In the News
November 14, 2023

How Do Humanities Majors Fare in the Work Force?

Audrey Williams June
The Chronicle of Higher Education

The wisdom of seeking a degree in the humanities is often called into question, with administrators perennially seeking to cut majors, state officials targeting them, and professors debating how best to defend their worth. Meanwhile, the number of bachelor’s degrees awarded in the humanities declined nearly 16 percent between 2012 and 2020.

But a new report from the American Academy of Arts and Sciences contradicts the narrative that humanities degrees are a waste of money. College graduates in every state who majored in humanities fields like history, philosophy, and English literature outearned people with no degree, according to the academy’s data.
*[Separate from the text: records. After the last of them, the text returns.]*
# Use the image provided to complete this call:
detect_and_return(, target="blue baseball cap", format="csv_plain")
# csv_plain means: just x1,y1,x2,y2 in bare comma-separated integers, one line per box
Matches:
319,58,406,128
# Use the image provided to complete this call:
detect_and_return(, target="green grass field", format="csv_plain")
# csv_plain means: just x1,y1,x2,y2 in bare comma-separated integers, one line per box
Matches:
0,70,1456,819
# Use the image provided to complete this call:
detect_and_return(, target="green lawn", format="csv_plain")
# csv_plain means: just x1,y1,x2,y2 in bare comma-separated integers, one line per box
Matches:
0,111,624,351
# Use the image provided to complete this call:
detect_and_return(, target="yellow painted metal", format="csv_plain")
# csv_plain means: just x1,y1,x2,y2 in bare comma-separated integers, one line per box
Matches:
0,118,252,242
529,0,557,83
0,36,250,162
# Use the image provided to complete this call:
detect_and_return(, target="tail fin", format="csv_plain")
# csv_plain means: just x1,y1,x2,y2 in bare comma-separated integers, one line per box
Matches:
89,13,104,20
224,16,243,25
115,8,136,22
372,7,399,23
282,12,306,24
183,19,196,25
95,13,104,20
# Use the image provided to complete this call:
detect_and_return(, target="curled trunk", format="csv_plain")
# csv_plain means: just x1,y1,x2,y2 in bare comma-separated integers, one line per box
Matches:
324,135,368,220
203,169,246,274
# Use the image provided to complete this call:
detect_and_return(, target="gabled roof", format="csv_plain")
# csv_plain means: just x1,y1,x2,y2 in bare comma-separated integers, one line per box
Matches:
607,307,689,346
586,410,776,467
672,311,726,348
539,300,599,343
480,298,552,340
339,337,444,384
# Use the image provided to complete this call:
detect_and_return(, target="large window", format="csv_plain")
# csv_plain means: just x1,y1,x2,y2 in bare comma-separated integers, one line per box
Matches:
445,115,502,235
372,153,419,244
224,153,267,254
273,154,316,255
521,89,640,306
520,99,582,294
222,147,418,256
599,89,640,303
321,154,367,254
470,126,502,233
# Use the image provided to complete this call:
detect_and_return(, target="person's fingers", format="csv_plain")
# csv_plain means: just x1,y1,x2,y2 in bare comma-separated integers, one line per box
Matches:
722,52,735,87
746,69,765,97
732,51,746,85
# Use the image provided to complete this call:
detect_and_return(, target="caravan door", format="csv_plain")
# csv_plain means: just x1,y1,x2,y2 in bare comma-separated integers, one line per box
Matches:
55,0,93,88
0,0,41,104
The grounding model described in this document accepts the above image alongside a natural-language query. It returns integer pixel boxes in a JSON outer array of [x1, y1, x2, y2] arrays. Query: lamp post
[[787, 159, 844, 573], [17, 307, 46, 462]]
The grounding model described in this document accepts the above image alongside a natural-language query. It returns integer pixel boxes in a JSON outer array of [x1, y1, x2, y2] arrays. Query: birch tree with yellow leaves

Robert B. Townsend, the academy’s program director for humanities, arts, and culture, said the data were generated in response to administrators’ and faculty members’ requests for information that could be used to show lawmakers that humanities majors have positive career outcomes at the state level — just as the academy found they do nationally.

In general, he said, the questions about the return on investment for humanities degrees seem to move in two directions.

“One is you might as well not even get a degree if you’re going to get a humanities degree, and the other is the comparison to the engineering graduates — who are in a class by themselves as far as earnings,” Townsend said.

However, he said, the new data show that humanities majors aren’t largely unemployed and their earnings are comparable to or better than the salaries of workers who majored in most non-humanities fields.